O sol atravessava a janela da cozinha, banhando tudo em um dourado sereno. O cheiro de café recém-passado. O som distante de Kory rindo — uma risada leve, como se o mundo fosse gentil.
Era perfeito demais.
E esse era o problema.
Ele se levantou da cadeira, devagar. A caneca de café ainda quente em sua mão tremia. Cada detalhe naquele lugar estava calibrado demais. Como se alguém tivesse pego as lembranças mais íntimas dele… e as editado.
Dick olhou em volta. A estante com livros que ele nunca se lembrava de ter lido. O porta-retratos com uma foto dele e Kory sorrindo em uma praia que jamais visitaram. O reflexo dele mesmo no espelho da sala… havia algo errado. Nos olhos. No silêncio entre os segundos.
— “Isso não é real…” — ele sussurrou, mais para si mesmo do que para qualquer outro.

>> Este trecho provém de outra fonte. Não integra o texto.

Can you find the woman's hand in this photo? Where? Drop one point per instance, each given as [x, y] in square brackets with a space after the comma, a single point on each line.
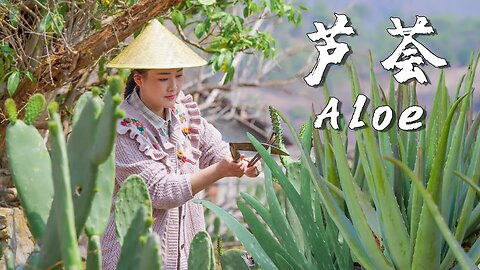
[228, 168]
[254, 171]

A risada de Kory soou novamente, vindo do quintal. Mas agora, parecia… distante. Mecânica. Como uma gravação tocando em looping.
Dick apertou os olhos. Sentiu uma leve tontura. Flashs de algo diferente. Kory gritando. Ele caindo. Uma seringa?

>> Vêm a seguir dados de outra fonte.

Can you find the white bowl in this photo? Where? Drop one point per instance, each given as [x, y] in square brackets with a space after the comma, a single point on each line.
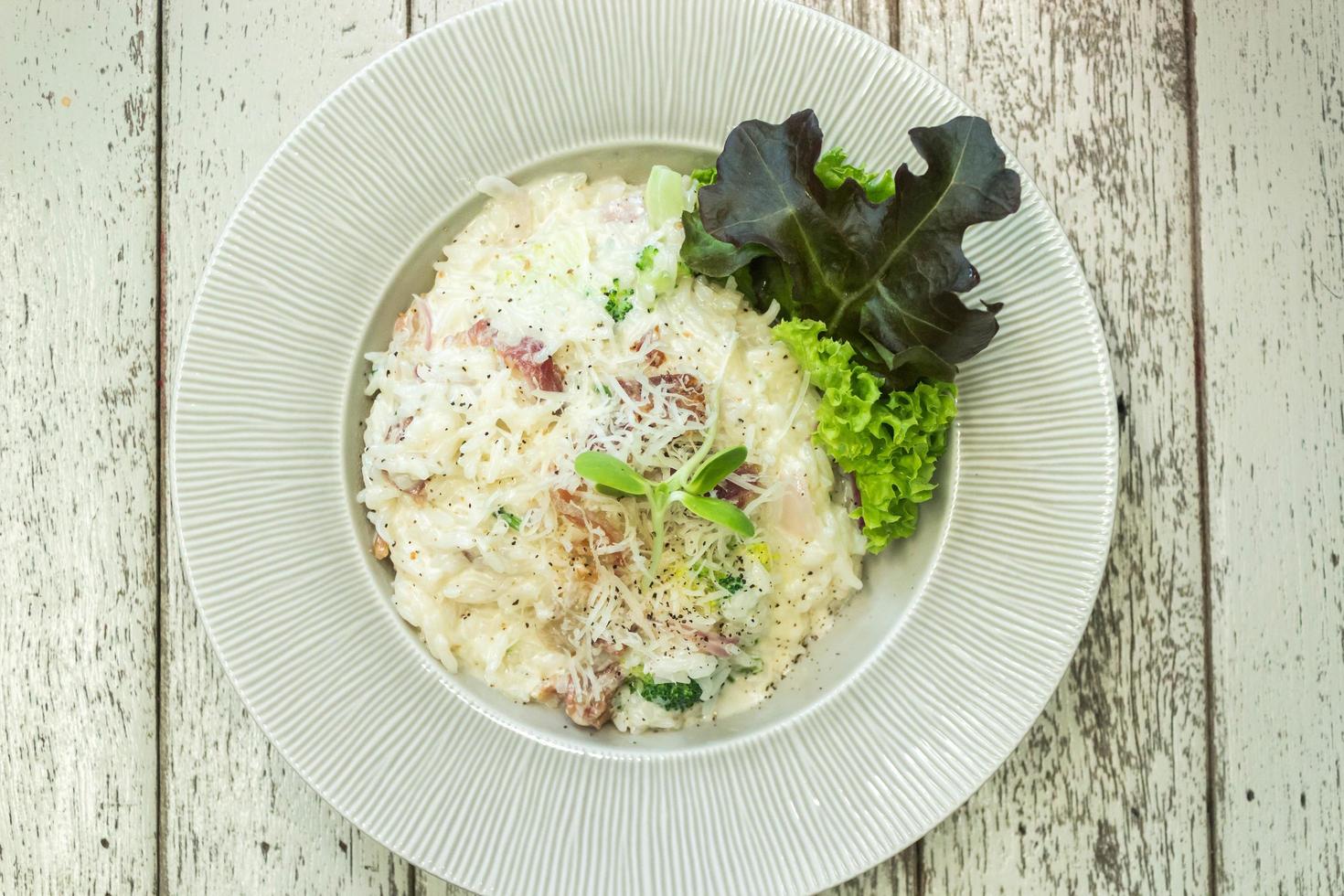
[928, 680]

Seus dedos instintivamente tocaram a base do pescoço. Um leve incômodo. Uma picada.
— “Droga…” — murmurou, recuando um passo. — “Isso é uma ilusão.”
O pânico bateu, mas ele o conteve. Ele já tinha passado por controle mental, manipulação, alucinações. Sabia como funcionava. Mas isso… isso era mais cruel. Não estavam tentando controlá-lo. Estavam tentando convencê-lo de que essa vida… essa mentira… era tudo o que ele queria.
Dick caminhou até o espelho da sala, encarando o próprio reflexo. Suado. Pupilas dilatadas. Ele inspirou fundo, forçando os sentidos. Tentando encontrar uma brecha. Um erro. Uma saída.
E então sussurrou, como se desafiasse o próprio mundo ao redor:
— “Se é isso que vocês acham que vai me prender… vocês não me conhecem.”
As mãos fecharam em punhos. O vigilante dentro dele acordava. E se isso era uma prisão, ele iria quebrar cada maldita parede até achar Kory — e tirá-los dali.